I have relatively small CNN
model = tf.keras.models.Sequential([
tf.keras.layers.Conv2D(input_shape=(400,400,3), filters=6, kernel_size=5, padding='same', activation='relu'),
tf.keras.layers.Conv2D(filters=12, kernel_size=3, padding='same', activation='relu'),
tf.keras.layers.Conv2D(filters=24, kernel_size=3, strides=2, padding='valid', activation='relu'),
tf.keras.layers.Conv2D(filters=32, kernel_size=3, strides=2, padding='valid', activation='relu'),
tf.keras.layers.Conv2D(filters=48, kernel_size=3, strides=2, padding='valid', activation='relu'),
tf.keras.layers.Conv2D(filters=64, kernel_size=3, strides=2, padding='valid', activation='relu'),
tf.keras.layers.Conv2D(filters=96, kernel_size=3, strides=2, padding='valid', activation='relu'),
tf.keras.layers.Conv2D(filters=128, kernel_size=3, strides=2, padding='valid', activation='relu'),
tf.keras.layers.Flatten(),
tf.keras.layers.Dense(256, activation='relu'),
tf.keras.layers.Dense(256, activation='relu'),
tf.keras.layers.Dense(256, activation='relu'),
tf.keras.layers.Dense(240, activation='softmax')
])
model.compile(optimizer='adam', loss='categorical_crossentropy')

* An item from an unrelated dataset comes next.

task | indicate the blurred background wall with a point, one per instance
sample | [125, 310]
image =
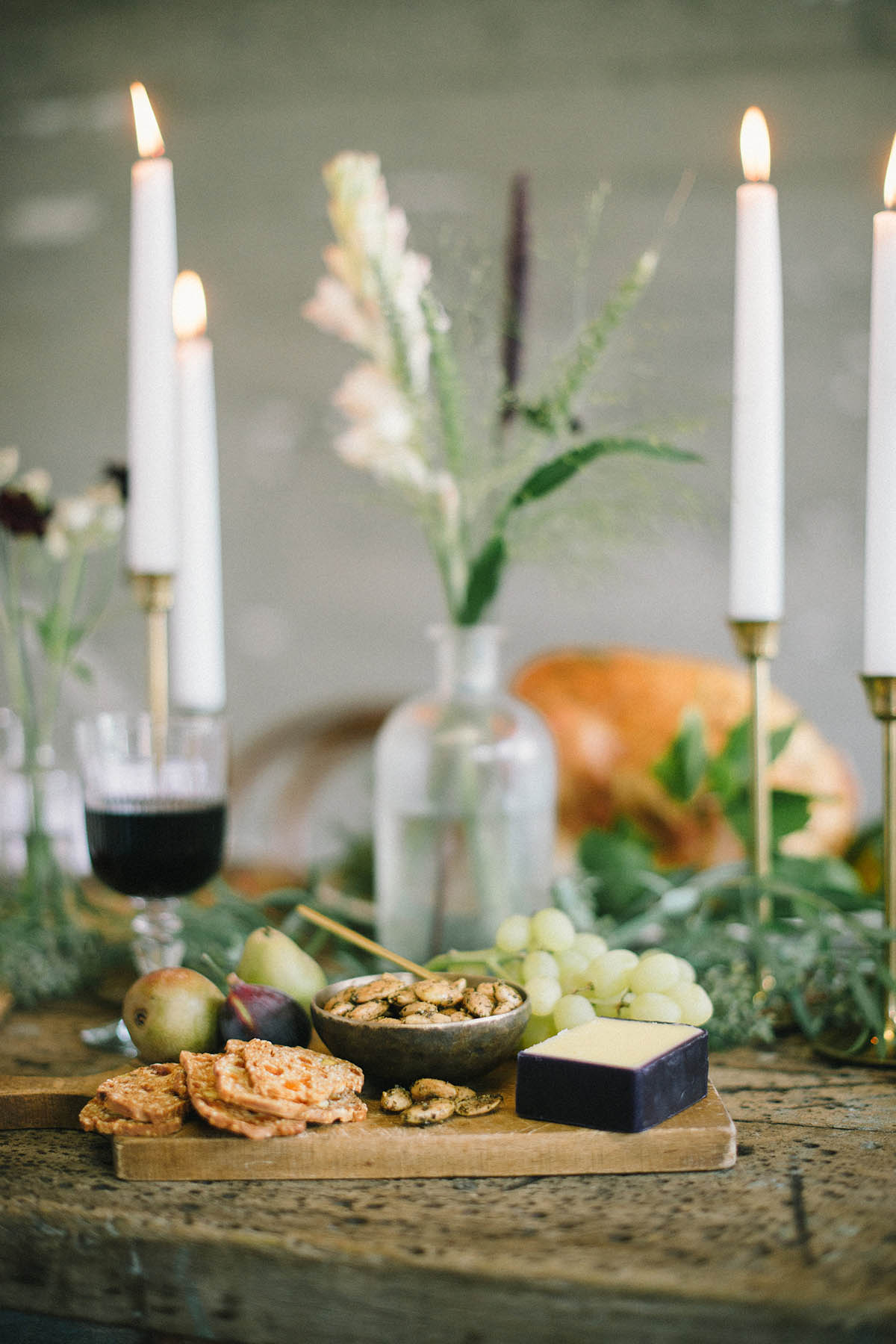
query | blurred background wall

I use the following code to measure model performance:
for img_per_batch in [1, 5, 10, 50]:
# warm up the model
image = np.random.random(size=(img_per_batch, 400, 400, 3)).astype('float32')

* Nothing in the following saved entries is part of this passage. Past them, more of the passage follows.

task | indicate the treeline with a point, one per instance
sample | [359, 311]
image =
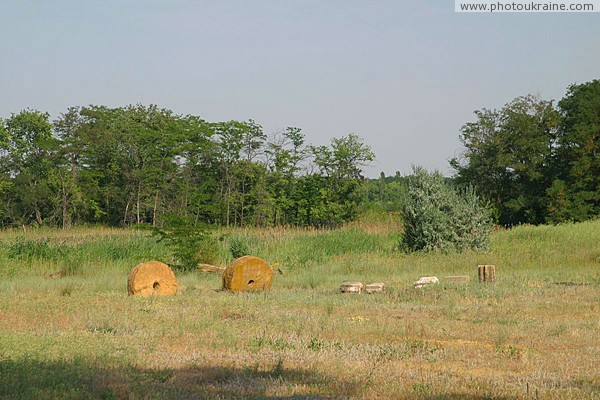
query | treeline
[135, 164]
[536, 162]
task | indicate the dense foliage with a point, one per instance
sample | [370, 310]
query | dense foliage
[134, 164]
[437, 216]
[536, 162]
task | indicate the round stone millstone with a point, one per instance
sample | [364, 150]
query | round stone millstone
[248, 273]
[152, 278]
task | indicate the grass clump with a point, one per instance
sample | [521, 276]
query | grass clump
[438, 217]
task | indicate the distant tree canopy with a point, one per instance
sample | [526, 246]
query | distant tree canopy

model(image, training=False)
n_iter = 100
start_time = time.time()
for _ in range(n_iter):
image = np.random.random(size=(img_per_batch, 400, 400, 3)).astype('float32')
model(image, training=False)
dt = (time.time() - start_time) * 1000
print(f'img_per_batch = {img_per_batch}, {dt/n_iter:.2f} ms per iteration, {dt/n_iter/img_per_batch:.2f} ms per image')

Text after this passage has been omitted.